Inmediatamente, Sydney se montó en el coche alquilado, temiendo que la mujer quisiera seguir charlando.
¿Estaba enfermo? ¿Cómo de enfermo?
Con lágrimas en los ojos, condujo hasta Bismarck a más velocidad que nunca. De camino, llamó a sus padres para decirles que se le había pinchado una rueda y ése era el motivo del retraso.
Nadie se enteraría jamás de lo que había hecho. No volvería nunca a pensar en el padre Kendall. Aquello era el fin.
¡El fin de su obsesión con él!
Dos horas más tarde, Sydney entró en la casa por la puerta de la cocina detrás de su padre. Después de haber estado cabalgando con él durante un rato, necesitaba una ducha.
– El almuerzo está listo -anunció su madre.
– Volveré dentro de cinco minutos -le prometió Sydney.

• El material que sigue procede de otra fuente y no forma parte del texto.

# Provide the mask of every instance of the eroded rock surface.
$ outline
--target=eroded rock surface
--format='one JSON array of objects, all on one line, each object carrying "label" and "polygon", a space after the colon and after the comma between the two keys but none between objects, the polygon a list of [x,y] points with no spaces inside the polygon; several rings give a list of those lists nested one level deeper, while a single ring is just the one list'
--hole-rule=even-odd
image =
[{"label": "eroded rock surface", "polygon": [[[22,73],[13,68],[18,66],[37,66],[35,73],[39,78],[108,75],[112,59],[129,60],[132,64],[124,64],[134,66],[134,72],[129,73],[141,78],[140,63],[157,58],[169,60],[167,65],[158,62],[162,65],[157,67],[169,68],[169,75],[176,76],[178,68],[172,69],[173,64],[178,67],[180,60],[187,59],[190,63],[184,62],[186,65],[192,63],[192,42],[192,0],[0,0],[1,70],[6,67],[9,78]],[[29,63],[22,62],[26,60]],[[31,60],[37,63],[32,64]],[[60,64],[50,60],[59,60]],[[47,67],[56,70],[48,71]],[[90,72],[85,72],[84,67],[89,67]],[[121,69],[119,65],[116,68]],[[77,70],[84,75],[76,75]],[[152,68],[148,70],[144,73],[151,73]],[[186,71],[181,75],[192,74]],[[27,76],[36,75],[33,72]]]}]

Regresó inmediatamente, llevando un par de pantalones vaqueros limpios y una blusa. La única diferencia entre su ropa y la de sus padres era que éstos llevaban camisas a cuadros.
– Asado, mi comida preferida. Gracias, mamá.
Una vieja costumbre en Dakota del Norte. Tanto sus abuelos como sus bisabuelos almorzaban a las doce del mediodía. Sus padres hacían lo mismo. La carne de vaca se comía casi a diario.
– ¿Qué te parece ahora la zona sembrada? -le preguntó su madre.
– Bien. He notado que de junio a aquí te has deshecho de las malas hierbas -respondió ella antes de dar un mordisco a la mazorca de maíz.
Su madre sonrió.
– En vez de utilizar herbicidas, este año tu padre ha decidido utilizar métodos biológicos. Ha introducido unos escarabajos.